Dans le rapport, les experts de la Plateforme proposent une taxonomie élargie à 4 catégories : les activités durables sur le plan environnemental, les activités intermédiaires, les activités nuisibles et les activités à faible impact environnemental (c'est-à-dire non significatives sur le plan environnemental).
Ils proposent d’élargir la taxonomie pour qu’elle puisse couvrir la majeure partie des portefeuilles financiers et devienne donc beaucoup plus pertinente et utile pour les institutions financières. Plusieurs investisseurs et banques ont en effet déjà fait part de leurs réserves car la taxonomie "verte" actuelle devrait couvrir moins de 5% de leur portefeuille.

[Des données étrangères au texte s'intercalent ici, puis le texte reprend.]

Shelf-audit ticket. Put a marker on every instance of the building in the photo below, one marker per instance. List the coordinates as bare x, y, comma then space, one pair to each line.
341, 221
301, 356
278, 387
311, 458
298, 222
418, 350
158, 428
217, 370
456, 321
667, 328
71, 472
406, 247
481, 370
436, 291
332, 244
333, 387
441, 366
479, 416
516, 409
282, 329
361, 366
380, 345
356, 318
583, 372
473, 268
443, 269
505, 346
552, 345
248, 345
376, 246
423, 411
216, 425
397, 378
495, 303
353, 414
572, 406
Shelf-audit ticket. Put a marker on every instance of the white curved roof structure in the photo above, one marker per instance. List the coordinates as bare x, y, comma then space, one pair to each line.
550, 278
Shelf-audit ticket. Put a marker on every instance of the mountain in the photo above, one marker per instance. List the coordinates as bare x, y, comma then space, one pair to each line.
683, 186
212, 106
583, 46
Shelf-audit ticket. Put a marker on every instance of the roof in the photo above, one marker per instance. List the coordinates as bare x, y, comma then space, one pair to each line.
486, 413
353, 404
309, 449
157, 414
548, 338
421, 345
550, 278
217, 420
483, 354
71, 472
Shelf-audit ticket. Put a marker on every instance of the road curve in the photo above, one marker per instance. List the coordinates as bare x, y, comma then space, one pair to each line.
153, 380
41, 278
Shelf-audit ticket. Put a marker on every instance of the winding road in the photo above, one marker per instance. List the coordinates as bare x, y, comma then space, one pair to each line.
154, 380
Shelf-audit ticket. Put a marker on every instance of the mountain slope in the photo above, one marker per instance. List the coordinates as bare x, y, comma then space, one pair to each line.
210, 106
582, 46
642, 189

"À l'instar du succès du label d'efficacité énergétique de l'UE, la taxonomie doit permettre de différencier différents niveaux d’impact environnemental et couvrir tous les secteurs clés pour clarifier où nous en sommes et accélérer la transition vers une économie durable" - Sébastien Godinot, économiste au WWF European Policy Office
Cette taxonomie élargie sera bénéfique pour les activités ne pouvant pas atteindre immédiatement le niveau d'ambition de la taxonomie verte. Celles-ci devront néanmoins s'engager à quitter la catégorie dite "nuisible" et à mettre en place un plan d'investissement spécifique à l'activité pour atteindre à terme la catégorie dite “verte”. En outre, la taxonomie étendue contribuera au Green Deal européen et s’inscrit déjà parfaitement dans la récente stratégie de la Commission pour le financement de la transition vers une économie durable. En offrant davantage d'options pour la classification des activités économiques, elle mettra également fin aux critiques selon lesquelles la taxonomie est "binaire".
Ce référentiel élargi pourra être élaboré sur la base des critères déjà développés pour la taxonomie verte, et donc n'imposera pratiquement aucune charge supplémentaire aux entreprises et aux institutions financières qui évaluent leur alignement sur la taxonomie.
Le WWF est convaincu que la taxonomie élargie peut être un levier puissant pour la transition écologique et appelle la Commission européenne à soutenir le rapport de la Plateforme et à lancer le processus de développement des étapes techniques. Une première phase permettra aux organisations de tester le référentiel élargi sur une base volontaire.